Right now, we’re using immunotherapy that’s not available at other hospitals to treat some patients with recurrent cervical cancers. We’re also treating some uterine cancers effectively without surgery. And we have a list of ovarian cancer protocols that are only available here at MD Anderson, including integrated targeted molecular therapy.
We recently completed a landmark clinical trial, too, that compared open hysterectomies to minimally invasive hysterectomies in treating early stage cervical cancer. That study showed women who minimally invasive hysterectomies had much higher rates of recurrence and much lower rates of survival than those who had open surgery. This study has changed the standard of care not only in the United States, but around the world. That is the value of being treated at MD Anderson.
Preserving fertility before and during gynecologic cancer treatment
About 15% of our patients with uterine or ovarian cancers are diagnosed while still of child-bearing age. And about half of our cervical cancer patients are diagnosed before age 45. Fertility preservation is still very important to many of these women, so they feel devastated not only by their cancer diagnoses, but also by the chance that they won’t be able to have children.
Sometimes, our patients have been told by other doctors that they’ll have to choose between their fertility and their lives, and give up on their dreams of having a family. But as we tell them, that’s not always the case.

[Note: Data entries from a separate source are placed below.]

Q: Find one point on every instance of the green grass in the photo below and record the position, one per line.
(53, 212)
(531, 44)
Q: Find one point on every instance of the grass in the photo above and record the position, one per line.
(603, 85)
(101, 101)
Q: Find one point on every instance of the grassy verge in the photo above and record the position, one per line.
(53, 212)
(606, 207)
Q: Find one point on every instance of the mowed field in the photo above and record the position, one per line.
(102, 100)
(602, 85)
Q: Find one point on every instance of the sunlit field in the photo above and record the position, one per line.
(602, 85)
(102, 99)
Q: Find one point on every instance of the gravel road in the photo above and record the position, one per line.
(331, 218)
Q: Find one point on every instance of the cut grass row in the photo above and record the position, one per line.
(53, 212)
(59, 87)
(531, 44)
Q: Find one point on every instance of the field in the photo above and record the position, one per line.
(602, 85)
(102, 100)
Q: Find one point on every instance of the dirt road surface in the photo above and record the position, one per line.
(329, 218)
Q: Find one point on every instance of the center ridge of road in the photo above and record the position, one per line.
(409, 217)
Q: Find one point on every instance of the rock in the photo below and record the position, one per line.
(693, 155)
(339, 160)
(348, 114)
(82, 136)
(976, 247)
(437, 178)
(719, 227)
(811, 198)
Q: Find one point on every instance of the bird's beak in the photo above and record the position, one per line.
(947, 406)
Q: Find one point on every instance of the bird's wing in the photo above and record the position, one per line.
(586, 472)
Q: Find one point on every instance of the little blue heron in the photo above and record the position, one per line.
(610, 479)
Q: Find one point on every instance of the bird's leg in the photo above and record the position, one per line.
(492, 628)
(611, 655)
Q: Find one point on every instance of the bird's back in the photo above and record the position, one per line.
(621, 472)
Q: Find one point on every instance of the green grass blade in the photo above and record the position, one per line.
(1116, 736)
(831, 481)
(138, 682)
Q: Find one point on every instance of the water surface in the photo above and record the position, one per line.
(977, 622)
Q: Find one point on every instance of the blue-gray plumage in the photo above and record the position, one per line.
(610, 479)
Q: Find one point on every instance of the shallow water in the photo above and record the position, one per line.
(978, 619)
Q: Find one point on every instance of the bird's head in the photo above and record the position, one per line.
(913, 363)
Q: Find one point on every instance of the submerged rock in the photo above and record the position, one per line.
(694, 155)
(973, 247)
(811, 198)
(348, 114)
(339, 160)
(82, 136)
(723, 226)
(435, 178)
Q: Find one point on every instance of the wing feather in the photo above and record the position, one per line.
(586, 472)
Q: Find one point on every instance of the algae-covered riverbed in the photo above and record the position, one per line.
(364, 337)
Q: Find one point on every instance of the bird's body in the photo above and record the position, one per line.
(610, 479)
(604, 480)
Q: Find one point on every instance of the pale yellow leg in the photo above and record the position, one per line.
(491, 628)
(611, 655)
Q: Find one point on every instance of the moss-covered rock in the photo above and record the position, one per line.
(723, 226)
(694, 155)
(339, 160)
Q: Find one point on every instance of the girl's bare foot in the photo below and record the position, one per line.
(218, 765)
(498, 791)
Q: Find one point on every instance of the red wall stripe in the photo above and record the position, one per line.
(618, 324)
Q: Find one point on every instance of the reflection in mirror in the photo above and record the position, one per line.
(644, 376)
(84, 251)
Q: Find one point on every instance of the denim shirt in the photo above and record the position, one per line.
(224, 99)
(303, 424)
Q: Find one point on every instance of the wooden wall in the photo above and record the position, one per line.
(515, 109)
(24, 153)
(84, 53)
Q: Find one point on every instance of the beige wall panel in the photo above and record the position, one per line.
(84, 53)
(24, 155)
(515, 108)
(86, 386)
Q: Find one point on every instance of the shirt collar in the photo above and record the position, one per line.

Between 50 and 60% of all women who undergo fertility-preserving surgery are able to get pregnant after finishing their cancer treatment. This could happen either naturally or through in vitro fertilization or other assistive technologies.
Surgical conization reduces need for hysterectomies in select women wanting to preserve fertility
At MD Anderson, we always aim to treat the cancer first, but we definitely consider options for maintaining fertility in women of child-bearing age. For instance, the standard of care for many cervical cancers is a radical hysterectomy, but that eliminates a woman’s chances of carrying biological children to term.
We recently completed another landmark study which showed that a procedure called a surgical conization offers women the same results as a radical hysterectomy, and with far fewer complications. So, that’s great news. It only takes about 15 minutes and is used to treat cervical cancer by removing a cone-shaped wedge around the cervix, instead of the entire uterus (radical hysterectomy). Patients can generally go home just a few hours after having this procedure.
And it’s amazing to see patients return years after their diagnosis, not only cancer-free, but also with their beautiful children.
A highlight of my career: preserving a pregnancy while treating cervical cancer
Looking back, I think one of my most memorable patients was Tricia Jordan. When she came to me 16 years ago, she was in her first trimester of pregnancy and had just been diagnosed with cervical cancer. She’d already been to several other doctors, and they’d all told her the same thing: to save her life, she would have to terminate the pregnancy and have a hysterectomy. Tricia was devastated.
Then Tricia came to see me, and we had a very long discussion about a procedure called a simple trachelectomy. It was not completely accepted and considered a very risky option at the time, but she was willing to take the chance. I performed the surgery on her in early 2004. She went on to deliver her baby at full term. Today, that baby is a vibrant and healthy young man. And Tricia is still cancer-free. Helping Tricia was one of the highlights of my career. And the opportunity to give patients like her hope is what drives me and my colleagues every single day.
Pedro T. Ramirez, M.D., is a gynecologic oncologist at MD Anderson.